Filippine: la battaglia per Marawi

Dal 23 maggio la città di Marawi, situata nell’isola filippina di Mindanao, è teatro di scontri tra un gruppo di militanti affiliati all’ISIS e le forze di sicurezza locali. Tutto ha avuto inizio dopo il fallimento di un blitz dell’esercito filippino, diretto a catturare Isnilon Hapilon, comandante del gruppo ribelle Abu Sayyaf e ritenuto uno dei terroristi più pericolosi del paese asiatico.

I militanti hanno chiamato in loro aiuto il gruppo islamico Maute, attivo dal 2013 e affiliato direttamente all’ISIS. Nell’attacco seguito all’intervento di Maute diversi edifici pubblici, come il carcere e l’ospedale, sono stati presi d’assalto, provocando devastazioni e feriti tra i civili. Pare sia stata presa di mira anche una chiesa e che un sacerdote con alcuni fedeli siano tenuti in ostaggio come scudi umani.

Il Presidente delle Filippine Rodrigo Duterte, che ha dovuto interrompere la sua visita in Russia per fare precipitosamente ritorno a Manila, ha così commentato la situazione: “c’è una guerra in corso e a Marawi si combatte strada per strada”. Duterte non ha però perso tempo, proclamando immediatamente la legge marziale e non escludendo di poterla estendere a tutto il resto dell’arcipelago. Il rischio infatti è che si crei un’alleanza separatista nel sud del Paese, con il coinvolgimento di organizzazioni filo-islamiste indonesiane e malesi.

Il 24 maggio la situazione s’è effettivamente aggravata. Le forze di Hapilon hanno continuato a tenere in scacco le forze di sicurezza tutt’ora impegnate nella bonifica di Marawi, infliggendo loro già alcune perdite, mentre tra i miliziani non se ne è registrata alcuna. È probabile che gli uomini comandati da Hapilon abbiano avuto esperienza di combattimento in Siria e siano dunque preparati a confronti in ambienti urbani.

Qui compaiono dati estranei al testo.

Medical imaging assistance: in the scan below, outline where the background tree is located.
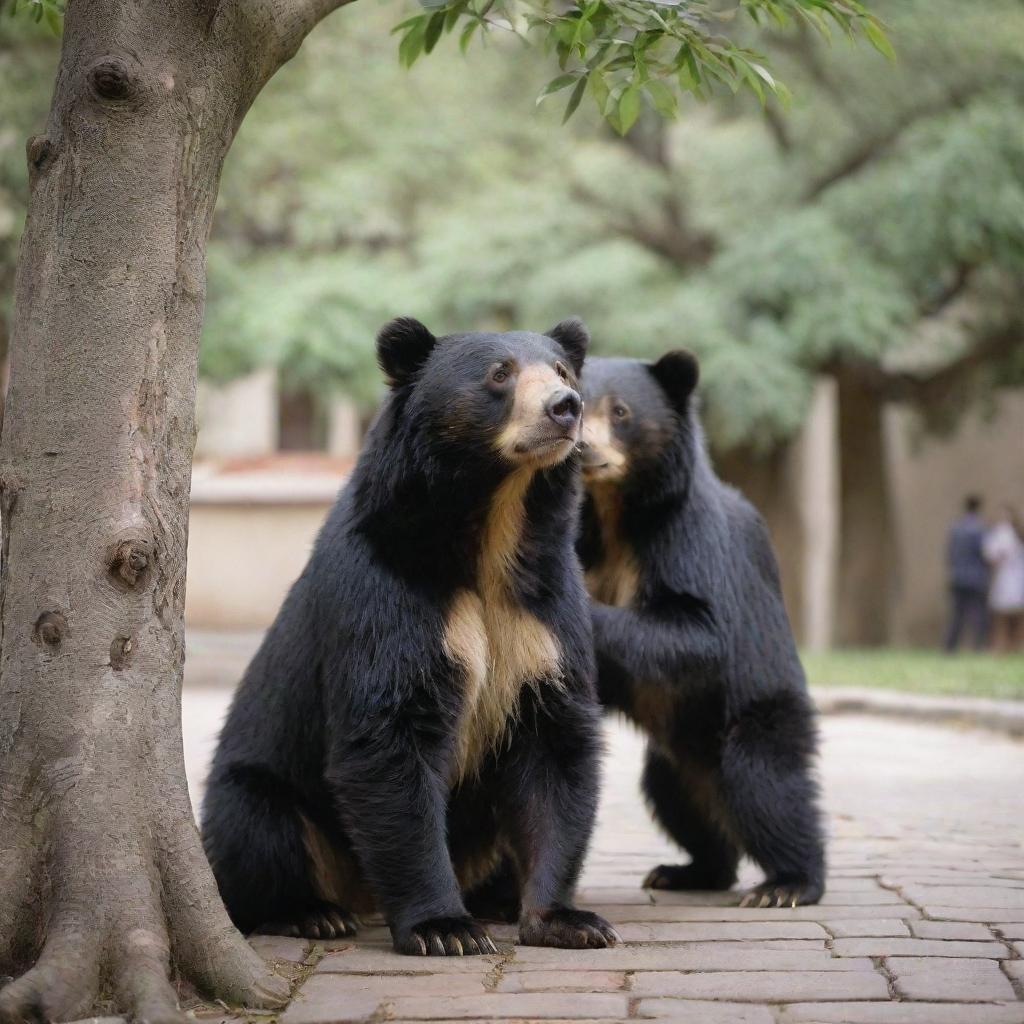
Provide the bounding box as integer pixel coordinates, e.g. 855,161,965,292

Allarmanti anche le parole del Ministro degli Esteri australiano Julie Bishop che un paio di mesi fa, a fronte del ritorno di circa 600 miliziani dell’ISIS, metteva in guardia circa la possibilità che essi tentassero di stabilire un nuovo califfato nelle Filippine meridionali.

Il primo esito geopoliticamente rilevante scaturito da questa recrudescenza degli scontri che già in passato hanno insanguinato il sud del Paese asiatico, è stata la firma di importanti documenti di cooperazione con la Russia. Questi includono commercio, energia nucleare, investimenti, industria, trasporti, turismo e ovviamente anche la difesa.

Proprio nel settore della difesa, le Filippine hanno sottolineato il forte bisogno di acquistare nuovi e più efficaci armamenti per meglio far fronte alla minaccia dell’islamismo. La questione era già divenuta pressante dopo lo stop imposto da Washington alla vendita di circa 27.000 fucili all’esercito filippino; decisione motivata dalle presunte violazioni dei diritti umani verificatesi nel Paese sotto la presidenza di Duderte.

Il Ministro degli affari esteri filippino Alan P. Cayetano, parlando con la stampa, ha affermato che, pur non potendo discuterne i dettagli, gli armamenti promessi dai russi consentiranno alle forze di sicurezza di affrontare validamente la minaccia terroristica, limitando al minimo il coinvolgimento di civili.

Intanto i combattimenti a Marawi continuano con attacchi portati chirurgicamente da forze dell’esercito filippino infiltratesi in città martedì scorso, mentre i miliziani islamisti tengono la posizione facendosi scudo con alcuni civili presi in ostaggio.